In the brains of rodents, CBF may slightly decrease during the onset of CSD but this initial vasoconstriction is variable and short. CSD then induces a brief cortical spreading hyperaemia, followed by a longer-lasting cortical spreading oligaemia (for review see Lauritzen, 1994). Adequate tissue oxygenation during CSD is reflected by the lack of histopathological changes (Nedergaard & Hansen, 1988), except for microglial activation (Caggiano & Kraig, 1996).

The physiological mechanism of the CBF response to CSD is not well understood. Much attention has been focused on the role of the potent vasodilator NO. (Goadsby et al. 1992; Duckrow, 1993; Zhang et al. 1994; Wahl et al. 1994; Fabricius et al. 1995; Wolf et al. 1996; Colonna et al. 1997; Dreier et al. 1998). A conceivable mechanism linking CSD to NO. is the coupling of NO. production to changes of intracellular [Ca2+]. Intracellular [Ca2+] rises during CSD in neurones (Kunkler & Kraig, 1998). This stimulates the neuronal NO. synthase (NOS) (Moncada et al. 1991). Endothelial NOS could be indirectly activated by acetylcholine or monoamines released during CSD. Indeed, an increase of NO. was directly measured at the initial phase of CSD (Read & Parsons, 2000). Hence, the vasodilator NO. may mask an initial vasoconstriction. Accordingly, Duckrow (1993) found that NOS inhibition augmented the initial CBF decrease which may depend on the rise of the extracellular K+ concentration ([K+]o), a strong vasoconstrictive stimulus (Hansen et al. 1980; McCulloch et al. 1982).

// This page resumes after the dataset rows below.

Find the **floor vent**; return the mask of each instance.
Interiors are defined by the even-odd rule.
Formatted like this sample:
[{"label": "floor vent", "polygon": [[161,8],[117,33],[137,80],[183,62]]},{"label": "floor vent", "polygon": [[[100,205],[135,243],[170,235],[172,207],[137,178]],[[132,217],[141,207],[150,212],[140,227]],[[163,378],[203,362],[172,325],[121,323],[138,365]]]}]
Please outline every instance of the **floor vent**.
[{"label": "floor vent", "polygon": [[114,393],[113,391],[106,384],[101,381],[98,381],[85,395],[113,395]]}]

The findings by Duckrow (1993) were confirmed in some (Fabricius et al. 1995; Dreier et al. 1998) but not all (Zhang et al. 1994; Wolf et al. 1996) studies in rats. The reasons for these discrepancies remain unclear. However, a substantial augmentation and prolongation of the initial vasoconstriction was achieved by applying either a NOS inhibitor or the NO. scavenger oxyhaemoglobin in the presence of increased subarachnoid K+ yielding a cortical spreading ischaemia (CSI) (Dreier et al. 1998). CSI was similarly obtained by combined administration of oxyhaemoglobin, physiological K+ and low glucose in the subarachnoid space (Dreier et al. 2000). In these experiments, histopathological analysis revealed that CSIs produce widespread cortical infarction (Dreier et al. 2000). Thus, experimental evidence was provided that spreading neuronal activation can generate significant ischaemia if the coupling between neuronal metabolism and blood flow is inverted (Dreier et al. 1998, 2000).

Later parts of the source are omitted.